The Severe Injury Reporting Program was put in place to try and get a better idea of where and how severe injuries occurred so OSHA could learn which companies seemed to be at risk of worker injuries, and then take preventive measures at those companies. They hoped they could learn which companies they needed to visit to make sure safety standards were put in place to prevent another severe injury or a death.

The injuries that employers were supposed to report included loss of an eye, in-patient hospitalizations or any amputations. Employers also have to report fatalities at work, but that has always been an OSHA requirement. Since the program was put in place at the beginning of January last year, OSHA says they have received over 10,000 reports of severe injuries, the majority of which came from manufacturing and construction industries.

Rather than inspecting every site that reported an injury, OSHA often tried to allow the employer to correct the hazards on their own. In many cases, they said, the employer went above and beyond OSHA standards in correcting hazards and implementing safety devices to ensure the safety of their workers.

States that conduct their own state plan were not included in the program, only federal OSHA states. With the information OSHA obtained they were able to identify hazardous trends and take steps to correct them. For example, in the southeast region they saw a lot of fingertip amputations among food workers using deli slicers and they started a campaign across those eight states to educate workers and employers about the hazards these machines pose and how workers can be kept safe.

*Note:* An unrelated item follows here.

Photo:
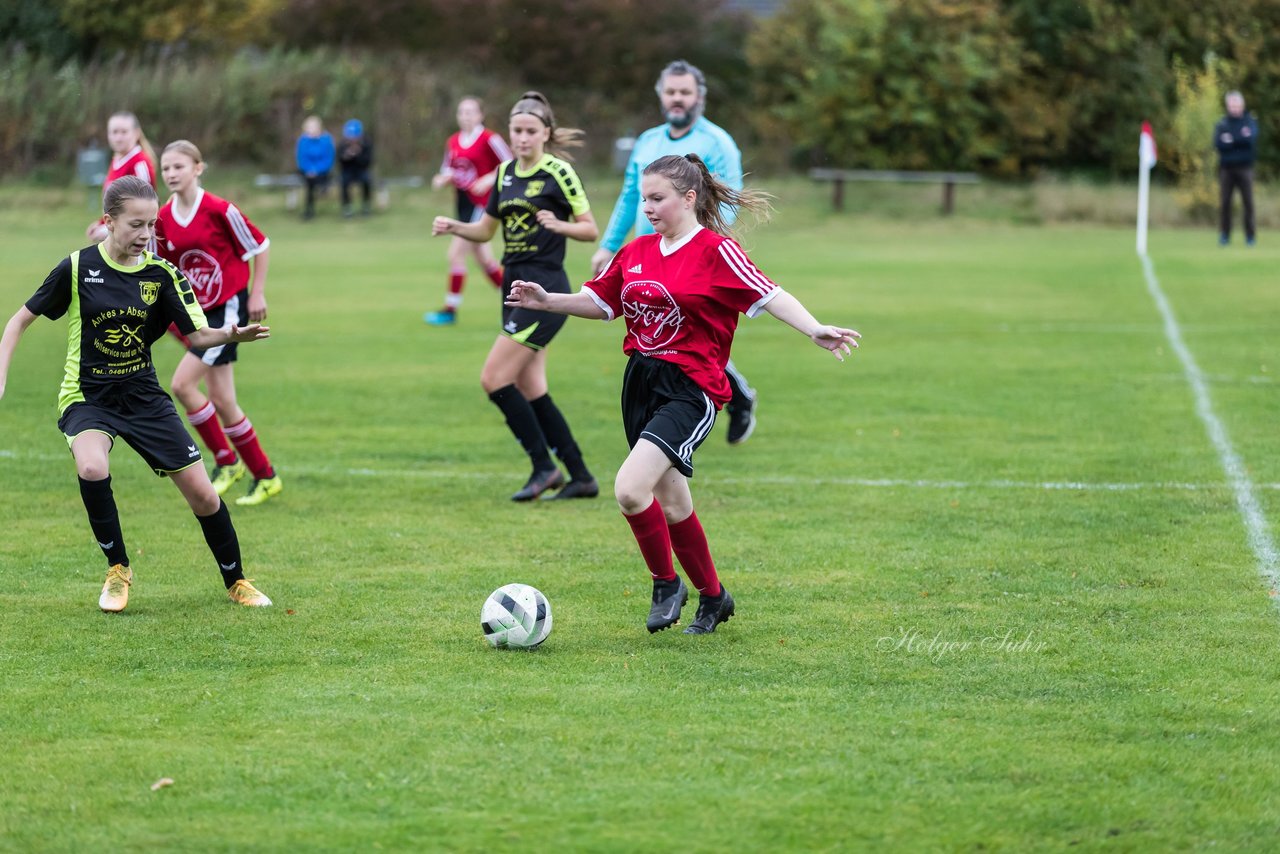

They also found employers who took measures to hide safety violations and injuries from the administration. They believe that maybe up to 50 percent of severe injuries are not being reported, whether it is because smaller businesses do not know about the reporting requirements or because they choose not to because they are not worried about the fine for failing to report, which was $1,000 last year. OSHA says they are now going to increase those fines and also develop an outreach program for businesses so they get all the information about new requirements.